Cela faisait si longtemps qu'elle n'en avait pas vu un ! Le dernier que ses parents avaient reçu à la ferme était un marchand de vêtement, et cela datait d'il y a deux ans. Elle abandonna son télescope et se rua dans les escaliers. Il fallait qu'il fasse une halte chez eux. Il fallait qu'il vienne lui parler du monde, qu'il lui montre les objets fabuleux que contenaient ses deux énormes sacs. Il fallait qu'il lui apporte de la nouveauté dans son petit monde bien rangé. Mais au delà de tout cela, il fallait que lorsqu'il repartirait, il l'emmène avec lui.

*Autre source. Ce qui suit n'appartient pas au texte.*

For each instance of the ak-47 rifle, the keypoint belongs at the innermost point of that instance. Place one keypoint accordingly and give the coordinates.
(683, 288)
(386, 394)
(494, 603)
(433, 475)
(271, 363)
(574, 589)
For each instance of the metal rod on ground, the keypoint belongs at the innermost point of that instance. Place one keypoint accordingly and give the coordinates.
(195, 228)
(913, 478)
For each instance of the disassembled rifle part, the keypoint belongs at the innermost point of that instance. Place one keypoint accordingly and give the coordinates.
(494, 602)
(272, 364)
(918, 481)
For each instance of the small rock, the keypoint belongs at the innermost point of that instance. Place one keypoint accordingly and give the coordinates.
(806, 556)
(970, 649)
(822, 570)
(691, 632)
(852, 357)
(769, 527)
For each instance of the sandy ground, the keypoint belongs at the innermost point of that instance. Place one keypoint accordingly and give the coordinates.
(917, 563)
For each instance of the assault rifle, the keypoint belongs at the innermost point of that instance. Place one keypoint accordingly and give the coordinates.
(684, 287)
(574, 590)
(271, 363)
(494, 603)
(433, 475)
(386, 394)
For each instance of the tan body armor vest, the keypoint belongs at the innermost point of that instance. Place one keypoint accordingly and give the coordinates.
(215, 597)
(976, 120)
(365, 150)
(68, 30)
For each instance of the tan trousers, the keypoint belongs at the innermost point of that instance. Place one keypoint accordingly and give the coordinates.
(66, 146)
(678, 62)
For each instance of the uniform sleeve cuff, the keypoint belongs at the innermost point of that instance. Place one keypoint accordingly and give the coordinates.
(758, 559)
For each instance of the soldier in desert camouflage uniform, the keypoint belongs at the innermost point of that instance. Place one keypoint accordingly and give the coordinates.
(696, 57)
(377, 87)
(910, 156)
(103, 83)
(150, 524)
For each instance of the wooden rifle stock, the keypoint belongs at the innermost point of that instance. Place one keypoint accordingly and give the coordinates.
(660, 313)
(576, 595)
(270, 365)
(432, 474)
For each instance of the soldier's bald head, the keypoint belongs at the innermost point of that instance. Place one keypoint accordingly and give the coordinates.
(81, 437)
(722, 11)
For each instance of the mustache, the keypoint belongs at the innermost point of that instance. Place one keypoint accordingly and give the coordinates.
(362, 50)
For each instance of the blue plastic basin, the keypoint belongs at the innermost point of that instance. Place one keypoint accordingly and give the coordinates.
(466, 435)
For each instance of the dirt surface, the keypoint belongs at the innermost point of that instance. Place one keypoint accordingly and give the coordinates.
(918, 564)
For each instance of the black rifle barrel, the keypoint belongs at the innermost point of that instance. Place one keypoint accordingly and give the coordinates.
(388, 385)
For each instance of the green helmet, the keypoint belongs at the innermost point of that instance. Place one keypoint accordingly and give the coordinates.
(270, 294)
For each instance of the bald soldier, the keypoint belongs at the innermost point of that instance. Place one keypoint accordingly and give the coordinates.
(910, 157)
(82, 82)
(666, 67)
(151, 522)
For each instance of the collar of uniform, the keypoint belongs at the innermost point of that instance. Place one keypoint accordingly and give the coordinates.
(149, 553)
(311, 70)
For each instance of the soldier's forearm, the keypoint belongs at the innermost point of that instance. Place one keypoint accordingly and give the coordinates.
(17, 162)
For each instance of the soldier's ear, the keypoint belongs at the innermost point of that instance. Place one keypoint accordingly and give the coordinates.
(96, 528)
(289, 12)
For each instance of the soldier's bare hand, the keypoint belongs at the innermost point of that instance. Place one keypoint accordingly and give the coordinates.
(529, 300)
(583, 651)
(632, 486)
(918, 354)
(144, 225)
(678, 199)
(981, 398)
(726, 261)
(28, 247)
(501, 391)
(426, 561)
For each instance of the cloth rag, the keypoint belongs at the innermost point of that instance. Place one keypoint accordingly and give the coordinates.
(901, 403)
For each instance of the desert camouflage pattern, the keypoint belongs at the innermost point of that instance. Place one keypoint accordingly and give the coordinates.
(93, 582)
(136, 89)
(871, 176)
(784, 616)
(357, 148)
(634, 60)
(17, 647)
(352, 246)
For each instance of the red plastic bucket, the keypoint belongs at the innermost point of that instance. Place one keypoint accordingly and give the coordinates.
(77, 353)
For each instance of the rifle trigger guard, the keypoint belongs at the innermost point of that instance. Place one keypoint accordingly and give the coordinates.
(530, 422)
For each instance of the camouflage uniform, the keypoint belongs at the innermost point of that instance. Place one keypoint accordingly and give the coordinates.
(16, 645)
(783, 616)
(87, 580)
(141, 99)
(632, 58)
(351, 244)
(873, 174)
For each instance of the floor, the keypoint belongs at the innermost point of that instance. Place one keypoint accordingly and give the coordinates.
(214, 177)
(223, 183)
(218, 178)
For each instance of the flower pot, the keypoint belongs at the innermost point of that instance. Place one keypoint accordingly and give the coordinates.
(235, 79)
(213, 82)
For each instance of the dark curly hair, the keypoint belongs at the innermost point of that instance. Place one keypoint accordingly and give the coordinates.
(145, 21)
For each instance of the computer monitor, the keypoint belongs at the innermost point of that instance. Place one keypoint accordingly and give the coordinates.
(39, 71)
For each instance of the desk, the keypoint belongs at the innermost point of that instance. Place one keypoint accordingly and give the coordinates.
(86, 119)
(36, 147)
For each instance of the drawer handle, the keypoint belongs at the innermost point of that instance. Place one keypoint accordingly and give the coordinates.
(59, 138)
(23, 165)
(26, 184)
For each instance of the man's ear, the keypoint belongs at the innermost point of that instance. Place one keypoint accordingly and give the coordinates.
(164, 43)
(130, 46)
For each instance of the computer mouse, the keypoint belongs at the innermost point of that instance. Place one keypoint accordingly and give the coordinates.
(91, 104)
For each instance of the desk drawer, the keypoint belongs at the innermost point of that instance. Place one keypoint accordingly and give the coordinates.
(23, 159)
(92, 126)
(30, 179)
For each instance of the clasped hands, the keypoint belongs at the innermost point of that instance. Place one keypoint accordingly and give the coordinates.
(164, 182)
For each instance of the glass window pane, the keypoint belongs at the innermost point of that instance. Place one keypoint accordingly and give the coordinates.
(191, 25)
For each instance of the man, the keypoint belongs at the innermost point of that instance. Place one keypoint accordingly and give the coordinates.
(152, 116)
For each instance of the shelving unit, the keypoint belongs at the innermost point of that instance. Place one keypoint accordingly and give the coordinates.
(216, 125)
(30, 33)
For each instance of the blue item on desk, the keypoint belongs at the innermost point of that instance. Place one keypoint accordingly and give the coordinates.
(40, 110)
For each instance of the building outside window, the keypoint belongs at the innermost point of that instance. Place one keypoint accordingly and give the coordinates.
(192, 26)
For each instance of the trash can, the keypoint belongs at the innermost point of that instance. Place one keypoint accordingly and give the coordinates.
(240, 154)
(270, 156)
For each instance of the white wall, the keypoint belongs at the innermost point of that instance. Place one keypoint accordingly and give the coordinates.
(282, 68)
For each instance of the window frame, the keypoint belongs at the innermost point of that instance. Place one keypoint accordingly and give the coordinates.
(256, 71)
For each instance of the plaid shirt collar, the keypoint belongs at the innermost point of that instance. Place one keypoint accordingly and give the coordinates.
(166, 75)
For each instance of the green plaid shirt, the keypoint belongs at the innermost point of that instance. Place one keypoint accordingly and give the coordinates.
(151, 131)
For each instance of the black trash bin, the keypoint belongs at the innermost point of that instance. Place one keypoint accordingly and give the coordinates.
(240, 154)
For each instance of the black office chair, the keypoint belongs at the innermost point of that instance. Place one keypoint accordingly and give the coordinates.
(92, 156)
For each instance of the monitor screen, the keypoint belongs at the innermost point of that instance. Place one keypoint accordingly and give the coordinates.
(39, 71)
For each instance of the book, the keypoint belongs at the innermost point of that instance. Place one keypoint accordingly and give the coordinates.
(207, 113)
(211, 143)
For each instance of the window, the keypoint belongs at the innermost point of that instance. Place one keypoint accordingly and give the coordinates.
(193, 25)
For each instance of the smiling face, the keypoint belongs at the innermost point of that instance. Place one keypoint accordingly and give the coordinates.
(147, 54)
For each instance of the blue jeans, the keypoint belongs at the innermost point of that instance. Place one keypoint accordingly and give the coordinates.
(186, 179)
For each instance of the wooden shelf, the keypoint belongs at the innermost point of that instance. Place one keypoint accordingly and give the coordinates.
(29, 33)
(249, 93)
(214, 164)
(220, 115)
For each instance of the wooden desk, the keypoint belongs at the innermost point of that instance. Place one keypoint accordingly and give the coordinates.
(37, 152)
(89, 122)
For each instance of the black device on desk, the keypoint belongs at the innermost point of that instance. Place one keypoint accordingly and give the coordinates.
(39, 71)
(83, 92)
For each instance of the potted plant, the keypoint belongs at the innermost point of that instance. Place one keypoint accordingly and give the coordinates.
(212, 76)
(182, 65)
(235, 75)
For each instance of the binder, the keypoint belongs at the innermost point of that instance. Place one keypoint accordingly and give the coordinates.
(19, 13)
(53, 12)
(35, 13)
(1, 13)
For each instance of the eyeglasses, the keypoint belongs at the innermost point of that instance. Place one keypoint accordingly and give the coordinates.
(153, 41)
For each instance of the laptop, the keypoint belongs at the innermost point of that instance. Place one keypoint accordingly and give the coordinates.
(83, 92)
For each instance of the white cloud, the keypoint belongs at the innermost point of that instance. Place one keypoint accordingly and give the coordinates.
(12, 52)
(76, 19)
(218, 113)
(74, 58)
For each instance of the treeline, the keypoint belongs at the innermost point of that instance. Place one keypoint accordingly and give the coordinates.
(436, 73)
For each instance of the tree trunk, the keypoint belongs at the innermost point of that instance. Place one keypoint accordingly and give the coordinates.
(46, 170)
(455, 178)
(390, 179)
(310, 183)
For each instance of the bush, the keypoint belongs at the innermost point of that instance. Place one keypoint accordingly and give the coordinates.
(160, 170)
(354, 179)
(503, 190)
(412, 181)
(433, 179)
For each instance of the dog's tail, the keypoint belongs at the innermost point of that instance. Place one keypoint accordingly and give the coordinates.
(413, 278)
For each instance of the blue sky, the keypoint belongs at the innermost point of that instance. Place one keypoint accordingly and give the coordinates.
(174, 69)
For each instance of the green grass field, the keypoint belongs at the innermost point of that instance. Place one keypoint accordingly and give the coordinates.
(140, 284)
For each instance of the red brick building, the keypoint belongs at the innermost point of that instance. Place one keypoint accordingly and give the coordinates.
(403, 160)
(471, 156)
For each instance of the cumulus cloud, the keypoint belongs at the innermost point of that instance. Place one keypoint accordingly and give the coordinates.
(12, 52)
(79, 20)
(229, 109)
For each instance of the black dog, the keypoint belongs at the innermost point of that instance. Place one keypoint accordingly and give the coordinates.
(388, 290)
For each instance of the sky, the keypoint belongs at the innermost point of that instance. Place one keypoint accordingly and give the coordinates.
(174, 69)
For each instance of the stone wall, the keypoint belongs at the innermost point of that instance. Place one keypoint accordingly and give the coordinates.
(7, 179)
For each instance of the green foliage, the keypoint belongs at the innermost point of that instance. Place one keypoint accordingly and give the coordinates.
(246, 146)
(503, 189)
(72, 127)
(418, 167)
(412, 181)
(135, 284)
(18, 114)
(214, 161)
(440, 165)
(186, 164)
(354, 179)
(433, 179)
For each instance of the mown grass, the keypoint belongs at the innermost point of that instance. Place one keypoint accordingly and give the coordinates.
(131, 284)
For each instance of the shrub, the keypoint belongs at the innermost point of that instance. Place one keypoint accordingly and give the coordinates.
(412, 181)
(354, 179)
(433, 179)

Elise courut dans le corridor qui menait au serre. Elle arriva devant la porte de celles-ci, saisi un des masques à gaz suspendus sur un porte manteau, le mis maladroitement sur son visage et ouvrit précipitamment le sas menant aux plantation. Une fois celui-ci franchi, elle s'écria :

  • Maman ! Papa ! Un voyageur arrive par ici ! Pouvons nous l'accueillir ? S'il vous plaît !
  • Un voyageur ? avait réagit du tac au tac son père. Tu es sûre ? Ce n'est pas un pillard ?
  • Non, il est seul avec de gros sacs. C'est peut-être un marchand ?

Son père avait lentement enlevé ses épais gants de travail. Il savait l'inclinaison de sa fille pour le monde extérieur. Ce monde dangereux qui s'étendait au delà de la ferme. Bien sûr, il ne la laissera jamais partir. Pourquoi partir alors que la ferme marchait si bien ? Alors que chez eux ils pouvaient avoir un œil sur elle ? Ils avaient besoin d'elle ici. Ils avaient besoin d'un être à chérir et protéger. C'était pour cela qu'ils l'avaient enfantée malgré l'état dans lequel se trouvait le monde.

  • Allons donc l'accueillir, part devant, je te rejoins, avait-il dit avec un sourire sous le regard désapprobateur de sa femme.

Il regardât sa fille repartir en courant en direction de la porte d'entrée. Elle allait hisser le drapeau vert, signe qu'ils acceptaient de voir le voyageur qui approchait.

  • Nous ne devrions pas accepter que notre fille soit en contact avec l'extérieur, fit sa femme rondelette en arrachant sèchement une poignée de mauvaises herbes.
  • Je vérifierais l'état de ce voyageur dans le sas d'entrée, ne t'en fais pas. Il ne franchira pas la porte s'il est infecté. Ne t'en fais pas.
  • Ce n'est pas les bactéries qui m'inquiète. C'est les idées qu'il pourraient semer dans l'esprit de notre fille, répliqua du tact au tac d'un ton singlant la mère d'Elise.

Le père d'Elise soupira. On ne changera pas sa femme. Ni sa fille d'ailleurs.